Public concern (about the climate) in the late 1980s was right at the top and we had the first international conference on the atmosphere in 1988, where there were 300 people, over 40 governments, environmentalists, scientists, private sector people, you name it.
At the end of that conference, they said global warming represented a threat to humanity, second only to global nuclear war. If the world had followed the conclusions from that conference, we would not have the problem we face today and we would have saved trillions of dollars and millions of lives.
Now, it is too late.
I’ve never said this before to the media, but it’s too late. I say that because I go by science and Johan Rockström, the Swedish scientist who heads the Potsdam Institute, has defined nine planetary boundaries. These are constraints on how we live. As long as humans, like any other animal, live within those nine constraints, we can do it forever, and that includes the amount of carbon in the atmosphere, the pH of the oceans, the amount of available fresh water, the nitrogen cycle, etc.
I’m saying, as an environmentalist, we have failed to shift the narrative and we are still caught up in the same legal, economic and political systems.

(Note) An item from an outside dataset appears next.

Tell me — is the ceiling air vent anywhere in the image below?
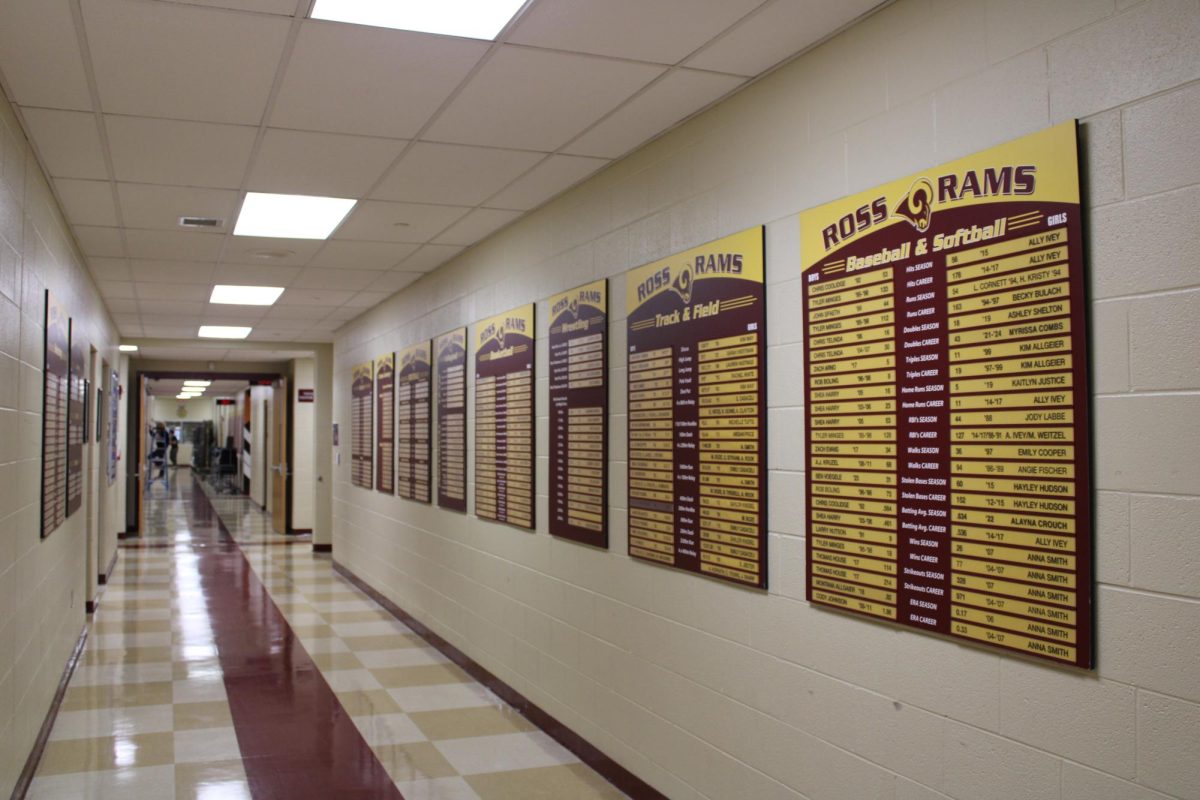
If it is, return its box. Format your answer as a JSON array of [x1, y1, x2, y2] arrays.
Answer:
[[179, 217, 224, 228]]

For me, what we’ve got to do now is hunker down. The units of survival are going to be local communities, so I’m urging local communities to get together.
Please read that again. “The units of survival.” If that does not rivet you, and freeze your very bones, then…

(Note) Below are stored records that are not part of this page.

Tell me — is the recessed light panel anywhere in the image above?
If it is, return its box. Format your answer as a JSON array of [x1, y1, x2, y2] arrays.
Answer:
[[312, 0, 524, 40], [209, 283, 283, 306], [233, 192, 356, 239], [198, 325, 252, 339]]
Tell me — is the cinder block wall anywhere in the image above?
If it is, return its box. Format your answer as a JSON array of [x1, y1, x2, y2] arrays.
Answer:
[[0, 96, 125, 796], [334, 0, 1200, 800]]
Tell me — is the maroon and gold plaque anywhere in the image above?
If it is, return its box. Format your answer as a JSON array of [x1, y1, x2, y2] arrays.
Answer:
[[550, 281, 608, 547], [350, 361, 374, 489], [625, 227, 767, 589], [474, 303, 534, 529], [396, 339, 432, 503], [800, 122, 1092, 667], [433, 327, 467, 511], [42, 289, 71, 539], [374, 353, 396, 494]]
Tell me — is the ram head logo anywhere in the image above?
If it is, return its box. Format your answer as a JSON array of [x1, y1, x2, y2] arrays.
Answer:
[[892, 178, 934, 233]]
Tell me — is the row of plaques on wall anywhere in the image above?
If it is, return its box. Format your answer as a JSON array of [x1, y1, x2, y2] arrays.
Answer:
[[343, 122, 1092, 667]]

I have not posted to this Substack for over a month. I haven’t had a goddamned thing to say. The political world has been, to put it mildly, on fire, and problems of terrible and immediate human urgency - the loss of American democracy, genocide in Gaza, ongoing war in Europe, bombing runs on Iran’s nuclear facilities - have crowded out any wider discussion of the climate crisis.

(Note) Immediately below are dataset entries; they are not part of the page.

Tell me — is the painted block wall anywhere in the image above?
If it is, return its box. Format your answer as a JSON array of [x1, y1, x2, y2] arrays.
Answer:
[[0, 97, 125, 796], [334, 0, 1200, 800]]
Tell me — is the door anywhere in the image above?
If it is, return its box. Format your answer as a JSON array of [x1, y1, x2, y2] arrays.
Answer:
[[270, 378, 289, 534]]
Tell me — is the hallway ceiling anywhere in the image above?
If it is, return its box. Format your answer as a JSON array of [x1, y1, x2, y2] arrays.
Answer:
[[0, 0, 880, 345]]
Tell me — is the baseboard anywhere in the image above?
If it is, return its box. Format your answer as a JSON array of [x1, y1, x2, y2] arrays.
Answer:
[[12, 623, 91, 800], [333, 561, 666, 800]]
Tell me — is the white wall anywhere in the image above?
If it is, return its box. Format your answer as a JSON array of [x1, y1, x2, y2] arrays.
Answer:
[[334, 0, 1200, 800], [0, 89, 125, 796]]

What is there to say? In the popular media we’ve moved, in just a couple of years, from arguing over whether “climate change is real” and carefully both-sides-ing the topic, to newscasters blithely mentioning climate change as they run cheery local stories of gardeners in Sussex replacing their rose gardens (it’s too hot and dry for roses now) with Mediterranean rock gardens featuring heat-hardy shrubs and herbs.
Where I am in the UK, members of Parliament argue about “net zero” (a shocking fiction) - and I think, “At least they are talking about it!” Because in the United States, where I hail from, it’s still an angrily argued contention among the unlettered, fascist-friendly, gurning, grifting ghouls in the GOP that “climate change is a religion.” And not one they believe in.
Meanwhile, we head into fall, and COP29, where it is certain that no agreements will be reached and nothing will be done to slow or reduce emissions. Why, I wonder, are they even bothering?
Why, for all that, am I bothering to write here, particularly under that silly Climate Revolution Now banner?
I’m figuring it out. I am trying to find community. I am searching for ways to be useful. I am hoping to be able to provide insights, and help… of some as-yet-unspecified kind… in the fight that now needs to be undertaken to save at least something, and some of us, as we head together into the bellowing, unknowable, and shattering storm.
You mean like this: too many humans, using too many natural resources, and producing too much pollution; as well as global heating/global ice melting, oceans and ice absorbing the excess heat energy we produce by burning fossil fuels, so 144 BTUs per pound of melting ice and 1.2 trillion tons of global ice melting annually, so you do the math? Is this what you meant?
I am with you Kira 100%. I had not seen Suzuki’s quote but it is also right on.
Community, yes. It is where I am pouring all my energy right now. That and my garden, now with chickens.
There really is only one issue in the world right now for humanity, and it is to figure out how to exist in a world we have profoundly changed. The reality for humanity is we have more than likely sealed our collective fate.